Are you doing “user testing” or “usability testing”?

Calling anything user testing just seems bad. Okay, contrary to the usual content on this blog – which I’ve tried to make about method and technique – this discussion is philosophical and political. If you feel it isn’t decent to talk about the politics of user research in public, then you should perhaps click away right now.

I know, talking about “users” opens up another whole discussion that we’re not going to have here, now. In this post, I want to focus on the difference between “usability testing” and “user testing” and why we should be specific.

When I say “usability test,” what I’m talking about is testing a design for how usable it is. Rather, how unusable it is, because that’s what we can measure: how hard is it to use; how many errors do people make; how frustrated do people feel when using it. Usability testing is about finding the issues that leave a design lacking. By observing usability test sessions, a team can learn about what the issues are and make inferences about why they are happening to then implement informed design solutions.

If someone says “user testing,” what does that mean? Let’s talk about the two words separately.

First, what’s a “user”? It is true that we ask people who use (or who might use) a design to take part in the study of how usable the design is, and some of us might refer to those people as “users” of the product.

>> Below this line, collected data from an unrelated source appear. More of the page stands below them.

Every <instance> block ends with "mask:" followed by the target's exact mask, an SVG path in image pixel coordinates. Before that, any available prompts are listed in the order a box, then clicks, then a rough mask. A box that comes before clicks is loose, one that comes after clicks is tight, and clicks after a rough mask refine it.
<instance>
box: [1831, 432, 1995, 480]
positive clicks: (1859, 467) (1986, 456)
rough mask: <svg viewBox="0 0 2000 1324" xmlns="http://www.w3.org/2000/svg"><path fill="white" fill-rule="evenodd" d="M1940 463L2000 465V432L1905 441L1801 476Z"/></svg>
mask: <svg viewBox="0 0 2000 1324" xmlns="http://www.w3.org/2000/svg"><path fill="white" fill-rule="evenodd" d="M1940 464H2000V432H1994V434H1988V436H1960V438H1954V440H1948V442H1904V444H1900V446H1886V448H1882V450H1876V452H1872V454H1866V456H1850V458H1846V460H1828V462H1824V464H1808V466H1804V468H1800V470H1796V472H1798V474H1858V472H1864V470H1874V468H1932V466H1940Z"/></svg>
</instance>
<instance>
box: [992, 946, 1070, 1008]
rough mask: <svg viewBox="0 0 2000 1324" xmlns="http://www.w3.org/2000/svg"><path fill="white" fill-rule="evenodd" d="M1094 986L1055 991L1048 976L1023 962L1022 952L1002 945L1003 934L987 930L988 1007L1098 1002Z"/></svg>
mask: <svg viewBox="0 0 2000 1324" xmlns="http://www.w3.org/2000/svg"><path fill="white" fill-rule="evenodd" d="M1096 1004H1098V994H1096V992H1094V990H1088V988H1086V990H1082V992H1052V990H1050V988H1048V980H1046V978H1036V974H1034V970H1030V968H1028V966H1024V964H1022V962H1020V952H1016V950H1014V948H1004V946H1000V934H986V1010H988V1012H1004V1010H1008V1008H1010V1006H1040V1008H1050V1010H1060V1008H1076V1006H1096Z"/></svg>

Now, “testing” is about using some specified method for evaluating something. If you call it “user testing,” it sure sounds like you are evaluating users, even though what you probably mean to say is that you’re putting a design in front of users to see how they evaluate it. It’s shorthand, but I think it is the wrong shorthand.

If the point is to observe people interacting with a design to see where the flaws in the design are and why those elements aren’t successful, then you’re going beyond user testing. You’re at usability testing. That’s what I do as part of my user research practice. I try not to test the users in the process.

4 thoughts on “Are you doing “user testing” or “usability testing”?”

  1. “User testing” is just easier to say so that's why it's so common. But people generally understand that “user testing” is meant to be synonymous with “usability testing”. No one really thinks “user testing” is a test of the user. On Google, there are 350,000 pages with the term “user testing” and 643,000 pages with the term “usability testing”.

  2. I don't care that there are hundreds of thousands of hits on Google for “user testing.” Calling it that is pure laziness.

    I absolutely beg to differ on “user testing” being acceptable because it's easier. Using the term “user testing” so suggests that you are testing the user that researchers and organizations really do think of usability testing as a QA-like activity. It just isn't.

    If you use “user testing” or “testing” when you're talking to participants, you are in serious danger of making them think that you really are testing them.

    You're not. By doing usability testing, you are evaluating the design. And, by the way, the user *never* fails. The design fails the user.

  3. I propose we start using the term "design testing" or "product testing" since there is so much confusion around "usability" and "user". In my experience "usability testing" is a subset of "user testing" and they’re not interchangeable. They absolutely do not mean the same thing in UX professionals mind that I know.

    1. I’m just never testing users. The design is the subject of the testing or the research. Users are participants, without whom we could never learn what works well (and what does not).